# Usuing Maps to find old dumps



## Cherokee23 (Apr 19, 2015)

I have heard of people using Sanborn and EPA Maps to find and locate old town dumps etc. Anyone ever have any luck with this or know how to go about it?


----------



## sunrunner (Apr 21, 2015)

well first off Sanborn maps are good for  locating out houses , but no good for locating dumps. the problem with S .B .M  are that they only show what was on a lot as far as stretchers vacant lots are not shown . EPA maps mostly show land fills , like from the 1950s 60s 70s . I've seen some that go back to the 1940's . your best bet is look in to town meetings monthly or annual reports . There you will find who was given the trash pickup contract for that year and some times  they may tell you what street the dump was on.
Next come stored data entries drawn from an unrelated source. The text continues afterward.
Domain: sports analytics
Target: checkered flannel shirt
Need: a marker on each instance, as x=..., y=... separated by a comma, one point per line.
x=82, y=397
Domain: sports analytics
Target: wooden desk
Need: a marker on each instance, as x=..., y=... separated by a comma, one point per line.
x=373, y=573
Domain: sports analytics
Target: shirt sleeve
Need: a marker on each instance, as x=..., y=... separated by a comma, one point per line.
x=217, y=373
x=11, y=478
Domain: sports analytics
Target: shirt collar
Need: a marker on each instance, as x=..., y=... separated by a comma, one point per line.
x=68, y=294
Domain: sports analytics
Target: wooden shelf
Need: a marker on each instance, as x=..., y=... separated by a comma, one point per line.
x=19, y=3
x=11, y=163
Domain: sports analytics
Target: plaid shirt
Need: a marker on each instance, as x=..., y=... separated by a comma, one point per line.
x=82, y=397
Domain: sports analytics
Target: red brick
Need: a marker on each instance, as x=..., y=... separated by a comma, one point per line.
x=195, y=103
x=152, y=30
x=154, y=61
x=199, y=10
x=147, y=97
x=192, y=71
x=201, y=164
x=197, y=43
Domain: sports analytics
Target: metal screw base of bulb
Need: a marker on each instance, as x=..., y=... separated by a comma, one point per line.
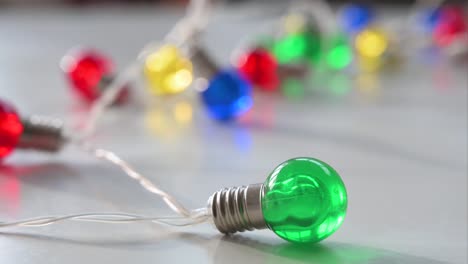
x=237, y=209
x=42, y=133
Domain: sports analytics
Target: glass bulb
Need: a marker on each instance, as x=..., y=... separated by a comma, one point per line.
x=86, y=69
x=260, y=68
x=451, y=26
x=297, y=47
x=355, y=17
x=228, y=95
x=168, y=71
x=304, y=200
x=339, y=54
x=11, y=129
x=371, y=43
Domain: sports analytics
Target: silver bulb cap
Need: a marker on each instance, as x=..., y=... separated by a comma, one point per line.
x=42, y=133
x=237, y=209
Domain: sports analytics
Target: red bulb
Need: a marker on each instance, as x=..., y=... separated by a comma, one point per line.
x=88, y=71
x=10, y=129
x=451, y=26
x=260, y=68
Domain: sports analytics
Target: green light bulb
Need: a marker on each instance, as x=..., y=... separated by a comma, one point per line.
x=339, y=53
x=297, y=47
x=304, y=200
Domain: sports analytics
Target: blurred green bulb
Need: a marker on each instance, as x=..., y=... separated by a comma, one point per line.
x=304, y=200
x=296, y=47
x=339, y=53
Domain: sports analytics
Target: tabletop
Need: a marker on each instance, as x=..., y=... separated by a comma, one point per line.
x=397, y=137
In small towns the person picking up the garbage throe it on his own property , then all you have to do is go a tax map to see were the property was. good luck


----------



## RCO (Apr 24, 2015)

its possible , some old maps might even show location of town dump if there from 60's-70's era it would often be on map . but those dumps aren't likely going to be approiate places to go digging though . myself I have found some old farms long since abandoned by using old maps that showed location of them , we have old maps for this area that show where the old farms were and even location of buildings . I found a dump a couple years ago in a now pine forest using a metal detector , I had seen this farm on a map and sure enough in the area it said a building was I had a hit and dug it up and found an old dump and bottles , the metal detector found it cause they had thrown out old nails .


----------